Nurses are losing lives and jobs while execs rake in million after million.
Anyone who turned on a car radio 50 years ago could count on routinely hearing something we almost never hear on the radio today: news about labor unions.
Unions made news back in those days all the time. The news breaks that radio stations then carried every hour were always updating the status of major contract negotiations in America’s biggest industries, everything from auto to trucking.
Those negotiations mattered. They involved millions of workers across the nation. And the contracts that emerged out of these negotiations didn’t just impact the union workers the new agreements covered. They impacted nonunion workplaces as well.
All throughout the mid 20th century, for instance, the giant retailer Sears kept itself largely nonunion by trying to mirror the wages and benefits that nearby unions had negotiated.
Companies like Sears had little wiggle room. In many major metro areas outside the South, unions represented half or more of local workers. To compete for labor in these markets, nonunion employers couldn’t afford to ignore the gains unions were achieving.

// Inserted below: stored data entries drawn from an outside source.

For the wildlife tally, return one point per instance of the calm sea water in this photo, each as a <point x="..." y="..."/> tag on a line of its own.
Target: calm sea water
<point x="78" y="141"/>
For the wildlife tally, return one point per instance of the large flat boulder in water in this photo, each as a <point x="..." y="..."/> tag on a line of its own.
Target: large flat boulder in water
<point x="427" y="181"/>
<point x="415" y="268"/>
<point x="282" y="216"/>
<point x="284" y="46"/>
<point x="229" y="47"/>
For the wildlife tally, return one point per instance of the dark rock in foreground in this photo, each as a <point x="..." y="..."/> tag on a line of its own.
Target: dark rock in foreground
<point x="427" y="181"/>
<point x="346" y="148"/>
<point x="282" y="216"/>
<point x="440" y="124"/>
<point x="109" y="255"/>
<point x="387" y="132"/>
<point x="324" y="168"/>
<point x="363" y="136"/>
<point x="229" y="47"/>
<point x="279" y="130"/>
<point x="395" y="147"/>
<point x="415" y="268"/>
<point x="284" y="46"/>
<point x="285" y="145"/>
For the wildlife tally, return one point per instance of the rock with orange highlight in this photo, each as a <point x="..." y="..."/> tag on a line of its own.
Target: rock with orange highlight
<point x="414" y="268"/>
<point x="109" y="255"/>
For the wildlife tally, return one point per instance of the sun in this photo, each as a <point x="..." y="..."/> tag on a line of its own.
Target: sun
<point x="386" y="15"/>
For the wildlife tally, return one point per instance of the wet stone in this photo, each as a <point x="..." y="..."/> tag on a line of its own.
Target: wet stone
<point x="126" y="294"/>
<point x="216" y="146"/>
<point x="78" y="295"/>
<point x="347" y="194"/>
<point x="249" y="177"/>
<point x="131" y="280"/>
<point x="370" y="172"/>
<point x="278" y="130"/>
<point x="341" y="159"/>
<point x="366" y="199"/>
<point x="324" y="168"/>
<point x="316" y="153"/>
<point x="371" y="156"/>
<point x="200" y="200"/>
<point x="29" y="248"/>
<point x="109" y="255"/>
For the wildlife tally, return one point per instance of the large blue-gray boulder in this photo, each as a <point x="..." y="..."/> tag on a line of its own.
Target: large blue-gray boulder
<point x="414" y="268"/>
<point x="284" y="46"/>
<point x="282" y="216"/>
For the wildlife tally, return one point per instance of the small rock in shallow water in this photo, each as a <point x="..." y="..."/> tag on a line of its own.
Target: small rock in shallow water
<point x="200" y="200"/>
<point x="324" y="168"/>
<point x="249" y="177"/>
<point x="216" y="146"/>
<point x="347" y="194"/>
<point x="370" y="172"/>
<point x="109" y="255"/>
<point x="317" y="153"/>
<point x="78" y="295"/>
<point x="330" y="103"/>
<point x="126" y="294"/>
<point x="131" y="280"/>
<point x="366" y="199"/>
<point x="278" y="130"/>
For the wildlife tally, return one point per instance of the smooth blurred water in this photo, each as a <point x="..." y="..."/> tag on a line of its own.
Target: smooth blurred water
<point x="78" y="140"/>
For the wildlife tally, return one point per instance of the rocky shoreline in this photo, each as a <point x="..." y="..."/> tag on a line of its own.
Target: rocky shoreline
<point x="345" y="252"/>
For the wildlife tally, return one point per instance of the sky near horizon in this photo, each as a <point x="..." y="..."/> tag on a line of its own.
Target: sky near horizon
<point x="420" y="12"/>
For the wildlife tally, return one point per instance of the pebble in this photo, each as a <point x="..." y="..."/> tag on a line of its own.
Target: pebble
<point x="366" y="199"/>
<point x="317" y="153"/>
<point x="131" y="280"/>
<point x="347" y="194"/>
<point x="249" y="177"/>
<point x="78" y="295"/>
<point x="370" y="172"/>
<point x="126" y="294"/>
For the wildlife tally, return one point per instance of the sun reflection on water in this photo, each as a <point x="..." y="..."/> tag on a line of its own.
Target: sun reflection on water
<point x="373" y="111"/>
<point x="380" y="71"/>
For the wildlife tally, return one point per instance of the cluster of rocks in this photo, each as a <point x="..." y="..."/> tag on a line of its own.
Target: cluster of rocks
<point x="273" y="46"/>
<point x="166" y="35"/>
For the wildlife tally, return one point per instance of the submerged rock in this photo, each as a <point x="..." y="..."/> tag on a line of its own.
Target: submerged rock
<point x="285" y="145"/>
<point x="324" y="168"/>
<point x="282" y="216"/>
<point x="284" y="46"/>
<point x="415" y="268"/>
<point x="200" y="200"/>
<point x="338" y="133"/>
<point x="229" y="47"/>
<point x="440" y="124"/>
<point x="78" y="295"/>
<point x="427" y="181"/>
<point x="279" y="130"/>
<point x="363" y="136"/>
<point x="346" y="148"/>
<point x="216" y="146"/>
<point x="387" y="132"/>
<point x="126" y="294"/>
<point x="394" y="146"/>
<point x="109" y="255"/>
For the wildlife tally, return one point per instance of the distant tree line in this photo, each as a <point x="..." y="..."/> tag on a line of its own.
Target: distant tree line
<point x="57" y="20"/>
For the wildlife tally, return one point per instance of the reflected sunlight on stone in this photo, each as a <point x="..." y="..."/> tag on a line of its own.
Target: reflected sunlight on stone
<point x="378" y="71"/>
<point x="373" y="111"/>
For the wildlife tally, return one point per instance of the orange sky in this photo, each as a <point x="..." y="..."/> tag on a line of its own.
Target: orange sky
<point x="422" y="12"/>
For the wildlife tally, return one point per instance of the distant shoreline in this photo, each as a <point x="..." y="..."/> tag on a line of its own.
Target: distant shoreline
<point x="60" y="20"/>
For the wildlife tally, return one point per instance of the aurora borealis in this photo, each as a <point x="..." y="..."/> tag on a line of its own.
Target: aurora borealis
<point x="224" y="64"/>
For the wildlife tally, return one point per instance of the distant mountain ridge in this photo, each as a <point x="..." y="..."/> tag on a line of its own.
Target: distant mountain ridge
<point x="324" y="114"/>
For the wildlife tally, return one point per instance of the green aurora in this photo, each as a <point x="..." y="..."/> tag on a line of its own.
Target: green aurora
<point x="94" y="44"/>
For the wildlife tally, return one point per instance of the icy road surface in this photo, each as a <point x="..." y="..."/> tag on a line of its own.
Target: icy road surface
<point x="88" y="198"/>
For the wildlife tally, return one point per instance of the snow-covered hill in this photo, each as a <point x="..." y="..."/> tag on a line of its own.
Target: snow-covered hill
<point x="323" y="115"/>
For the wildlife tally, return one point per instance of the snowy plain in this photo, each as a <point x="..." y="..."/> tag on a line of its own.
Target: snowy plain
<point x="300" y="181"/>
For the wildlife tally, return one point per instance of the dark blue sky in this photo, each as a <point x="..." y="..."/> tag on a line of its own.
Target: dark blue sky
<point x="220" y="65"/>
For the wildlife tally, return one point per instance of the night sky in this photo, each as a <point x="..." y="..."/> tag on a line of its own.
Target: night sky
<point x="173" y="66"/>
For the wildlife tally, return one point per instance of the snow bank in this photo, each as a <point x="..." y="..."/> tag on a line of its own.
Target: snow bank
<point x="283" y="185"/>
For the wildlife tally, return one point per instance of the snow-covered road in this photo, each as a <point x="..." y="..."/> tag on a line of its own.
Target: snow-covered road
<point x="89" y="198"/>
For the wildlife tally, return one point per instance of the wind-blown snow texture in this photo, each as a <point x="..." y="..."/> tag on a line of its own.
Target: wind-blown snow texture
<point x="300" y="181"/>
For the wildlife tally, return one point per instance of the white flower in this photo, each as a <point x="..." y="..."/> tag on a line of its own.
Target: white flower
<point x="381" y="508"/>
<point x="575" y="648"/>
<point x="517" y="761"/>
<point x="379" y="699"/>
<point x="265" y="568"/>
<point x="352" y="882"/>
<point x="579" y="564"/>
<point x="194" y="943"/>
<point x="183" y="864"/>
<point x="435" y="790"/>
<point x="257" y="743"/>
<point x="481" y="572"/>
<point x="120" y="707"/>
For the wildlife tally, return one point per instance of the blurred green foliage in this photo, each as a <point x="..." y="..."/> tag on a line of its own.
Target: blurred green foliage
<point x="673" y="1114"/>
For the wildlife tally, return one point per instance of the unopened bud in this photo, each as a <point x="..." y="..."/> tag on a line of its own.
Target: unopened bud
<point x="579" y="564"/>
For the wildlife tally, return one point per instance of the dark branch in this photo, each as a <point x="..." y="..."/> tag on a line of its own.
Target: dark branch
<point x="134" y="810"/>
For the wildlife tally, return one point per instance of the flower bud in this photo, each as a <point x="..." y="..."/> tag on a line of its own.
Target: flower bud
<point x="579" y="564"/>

And unions were achieving plenty. In the two decades right after World War II, the real wages of American workers doubled. The United States, over the course of these years, became fundamentally more equal, and unions played a huge role in forging this greater equality.
But that forging didn’t come easy. Unions had to struggle every step of the way. Contract negotiations frequently broke down. Strikes — big strikes — regularly filled news broadcasts.
How regularly? In 1967, the nation experienced 381 separate “work stoppages” that involved at least 1,000 workers. Nearly 2.2 million workers took part in these walkouts. Hundreds of thousands more participated in strikes at smaller workplaces.
Some perspective on these numbers: In 2016, the U.S. Labor Department’s Bureau of Labor Statistics reported earlier this year, the nation saw only 15 strikes that involved at least 1,000 workers. Over the last decade, we’ve seen just 143 such strikes. In the decade that began back in 1967, by contrast, walkouts at large workplaces took place 20 times more often.
Top executives at major U.S. corporations today simply face far less pressure than their predecessors faced a half-century ago. Our contemporary CEOs operate in what has largely become — to use the phrase conservatives so enjoy using — a “union-free” environment.
The real “freedom” in this environment extends only to top execs. They can freely push down on worker wages, water down benefits, and even eliminate jobs and pensions. And best of all — for them — these executives can pay themselves much, much more than executives years ago ever dreamt they could make.
The AFL-CIO, America’s trade union center, last week released the latest annual figures on average CEO and worker pay. Major corporate executives in 2016, labor’s PayWatch site details, took home 347 times more than average American workers. A half-century ago, in the mid-20th century, top CEOs in the United States seldom made more than 30 times what workers took home.
Back then, in the 1950s and 1960s, over a third of private-sector workers nationwide belonged to unions. Today less than 7 percent of private-sector workers carry union cards.
This steep crash in union representation, political scientist Andrew Kolin makes clear in his new book on the history of labor repression in the United States, didn’t just happen. That crash reflects years of corporate maneuvering to deny working people their right to organize and bargain collectively.
In the past, Kolin also makes clear, working people faced similar — and even worse — attacks on their basic rights. But they persevered and eventually ushered in the more equal United States of the mid 20th century. For that more equal United States to return, we will need another labor comeback.